Alcuni sistemi ci permettono di dosare l’irrigazione in modo che la terra attorno alle radici sia sempre umida senza causare ristagni dannosi per le piante e favorevoli all’insediamento di zanzare e altri insetti

Se irrighiamo manualmente le piante in vaso sul nostro terrazzo, l’acqua che versiamo nel terreno non viene completamente assorbita dalla pianta, ma in parte si raccoglie nel sottovaso, dove ristagna attirando le zanzare e causando possibili marcescenze alle radici.

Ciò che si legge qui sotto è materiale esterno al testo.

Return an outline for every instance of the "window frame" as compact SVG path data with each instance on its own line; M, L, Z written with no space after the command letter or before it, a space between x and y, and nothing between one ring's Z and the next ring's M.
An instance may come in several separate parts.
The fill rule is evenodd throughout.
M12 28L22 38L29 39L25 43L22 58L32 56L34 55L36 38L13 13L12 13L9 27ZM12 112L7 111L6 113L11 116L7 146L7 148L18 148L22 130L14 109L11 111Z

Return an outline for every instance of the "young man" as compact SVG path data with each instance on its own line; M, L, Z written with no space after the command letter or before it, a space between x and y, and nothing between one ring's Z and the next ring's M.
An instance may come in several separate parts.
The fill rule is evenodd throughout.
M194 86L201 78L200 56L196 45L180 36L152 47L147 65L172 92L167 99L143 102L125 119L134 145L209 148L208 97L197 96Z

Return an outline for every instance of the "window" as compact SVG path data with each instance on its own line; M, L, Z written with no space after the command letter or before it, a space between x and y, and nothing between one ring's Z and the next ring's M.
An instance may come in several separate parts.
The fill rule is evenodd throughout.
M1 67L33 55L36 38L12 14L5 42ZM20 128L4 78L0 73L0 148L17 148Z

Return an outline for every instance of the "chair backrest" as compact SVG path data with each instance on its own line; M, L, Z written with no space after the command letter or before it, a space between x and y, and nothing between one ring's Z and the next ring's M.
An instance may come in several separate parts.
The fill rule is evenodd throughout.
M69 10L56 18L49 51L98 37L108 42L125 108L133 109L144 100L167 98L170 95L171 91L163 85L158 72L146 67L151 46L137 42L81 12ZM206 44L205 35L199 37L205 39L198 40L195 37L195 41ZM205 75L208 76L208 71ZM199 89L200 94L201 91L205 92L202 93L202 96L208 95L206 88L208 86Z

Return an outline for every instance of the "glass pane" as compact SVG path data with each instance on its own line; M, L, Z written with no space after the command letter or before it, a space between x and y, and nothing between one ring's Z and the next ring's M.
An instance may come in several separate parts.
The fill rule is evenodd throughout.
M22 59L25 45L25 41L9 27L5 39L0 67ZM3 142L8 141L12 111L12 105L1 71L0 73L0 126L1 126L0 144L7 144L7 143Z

Un impianto d’irrigazione a goccia automatico permette una lenta cessione dell’acqua per un tempo prolungato, in modo che il terreno venga mantenuto umido e la pianta possa assorbirla in base alle proprie necessità. Una volta installato l’impianto non è più necessario il nostro intervento, anche se ci assentiamo per giorni le piante possono continuare a dissetarsi e a nutrirsi. Il sistema d’irrigazione a goccia viene fornito in kit con tutti i componenti ed è in grado di alimentare fino a 25 piante. Se vogliamo utilizzare il rubinetto anche per altri scopi, basta installare un distributore a due vie, una collegata all’impianto d’irrigazione e l’altra lasciata libera per prelevare acqua se occorre. Nelle giornate calde, irrigare le piante con un comune innaffiatoio riempito con l’acqua di rete, decisamente fredda, può causare uno shock alle radici.

Rubinetto e centralina

I programmatori di irrigazione, nelle versioni più avanzate, sono veri computer per organizzare orari, durata e zone in cui fornire acqua alle piante. Il rubinetto rimane sempre aperto in quanto il compito di aprire o chiudere il flusso dell’acqua è lasciato al programmatore. A seconda del modello e del tipo di unità di controllo, la programmazione dei periodi e della durata dell’irrigazione può essere più o meno varia. I modelli più avanzati permettono di programmare l’irrigazione giorno per giorno e per vari periodi durante la giornata. I programmatori possono funzionare anche in modo completamente automatico tramite un tester di umidità che determina il ciclo di irrigazione comunicando con il programmatore.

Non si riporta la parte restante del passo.